The man looked scared. He was frantically waving us down on the side of the rural road. Barb was the first to see he had some kind of sword or machete. Marc - her son - told us to lock our doors. We listened. Marc has been living here in africa for 8 months and in fact we - and his parents - were about to see where he has been living.
None of us expected what happened next.
The panicked man ran over to the other white van. The one carrying the other half of our team as well as fellow calgarian Dan and Crystal from Lloydminster. Both live with Marc at the farm house.
From our van we see the window in the other van roll down. As the man speaks quickly, Dan gets out of the car ... Soon Marc joins him and after telling us to stay put and keep our doors locked, Marc, Dan and the man are speeding up a dirt road standing in the back of a hands at work truck that had sine pulled up.
And we were left to wait...
Left to wait and wonder what on earth was happening.
Left to wait as Marc's parents wondered what exactly has their son been dealing with all these months and what exactly had they come to see.
Left to think about the xenophobic violence we had been watching on bbc.
After some time we were told it was okay to come up the road too.
We soon learned what and happened. The panicked man was a guard hired by hands at work to keep watch on the property when its residence are all away. He was doing just that today but 5 men from a nearby community challenged him. Badly outnumbered the guard was forced to run. He jumped the fence and took off down the road whn he found us.
The truck carrying Dan and Marc managed to scare off the men but not before they knocked down a door and robbed one of the homes.
A tv was gone...some property damaged and a lot of nerves were rattled but for a team of canadians here for the first time...there was also an important point.
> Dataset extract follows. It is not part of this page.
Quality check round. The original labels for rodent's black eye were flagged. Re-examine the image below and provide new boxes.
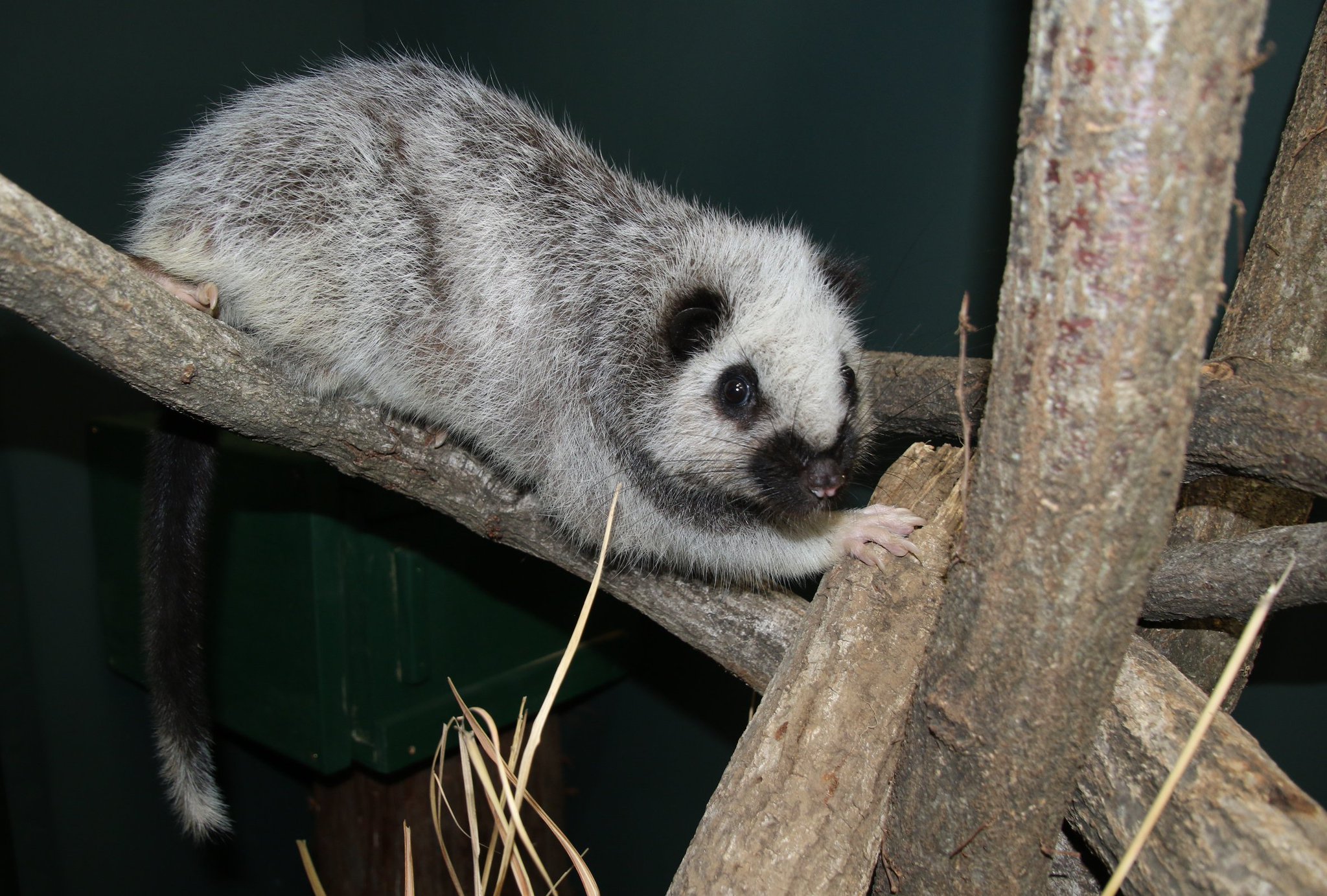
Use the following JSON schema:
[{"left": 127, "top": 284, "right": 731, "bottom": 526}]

Up until that we had only seen South Africa's first world. Coffee shops, convenience stores and ATMs. But closeby to the world so similar to the one we left in Canada is a world in desperate poverty.
"When things like that happen," we were later told "its not because they mean anyone any harm. Its because they need something to sell to feed their families."
The crime is one of the reasons having groups like Hands is so imortant - because just as it is in so many other cases...the best way to make communities safer is make everyone more secure. And security can only happen when there people aren't left in desperate need.